Cyanide poisoning Treatment
At the first signs of cyanide poisoning, patients should be immediately evacuated to fresh airy surroundings. Oxygen therapy and decontamination should be used as follow-up measures.
In case of marked lactic acidosis, which suggests acute cyanide toxicity, sodium bicarbonate should be administered. Physicians should not wait for laboratory confirmation and antidotal therapy on the basis of clinical criteria if they consider the presence of cyanide poisoning. Antidotal therapy involves administration of Hydroxocobalamin or the use of a Cyanide Antidote Kit on suspicion of cyanide toxicity.
Hydroxocobalamin as Remedy
Hydroxocobalamin has been approved by the FDA for curing suspected or reported cases of cyanide toxicity. It is used in Europe on a routine basis for the treatment of this condition. Hydroxocobalamin enters the system to combine with cyanide to create Cyanocobalamin (Vitamin B-12) which is cleared renally.
Antidote Kit for Cure
The Cyanide Antidote Kit comprise of sodium nitrite, amyl nitrite pearls and sodium thiosulfate. The first two components induce methemoglobin in RBCs, which combines with cyanide to release an enzyme known as Cytochrome oxidase. Inhalation of crushed amyl nitrite pearls is used as a temporary curative measure prior to the administration of sodium nitrite through IV. Sodium thiosulfate increases the conversion of cyanide to Thiocyanate, which is cleared renally. Thiosulfate is usually used with sodium nitrite for accelerated antidote action as it has a more or less delayed effect.
If transported to hospital in time, cyanide toxicity victims can be treated successfully.

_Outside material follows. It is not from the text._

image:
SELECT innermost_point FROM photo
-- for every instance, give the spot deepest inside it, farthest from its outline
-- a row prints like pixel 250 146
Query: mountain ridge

Cyanide poisoning Prognosis
Cyanide toxicity can cause death of victims within a few seconds to a few minutes, following:
- Skin absorption
- Intravenous injection
- Inhalation ingestion of soluble salts
Aggressive therapy on a rapid basis, comprising of antidote administration and supportive care, can manage to save life.
Cyanide poisoning Complications
Death is the main complication. Even survivors stand at a risk of suffering dysfunction of the central nervous system (CNS), such as Anoxic encephalopathy. Other reported problems include delayed and acute neurologic manifestations such as:
- Neuropsychiatric sequelae
- Parkinson-like syndrome
- Other movement disorders
In survivors, long term effects of this toxicity can include brain, heart and nerve damage.
Cyanide poisoning ICD-9 Code
The ICD9 Code for this condition is 989.0. The chemical formula for cyanide is CN-.
Cyanide has recently been in the news, following the death of Autumn Marie Klein, an eminent doctor of Pittsburgh due to cyanide toxicity on 20th April, 2013. According to sources, Marie had over 30 times the fatal level of cyanide in her system.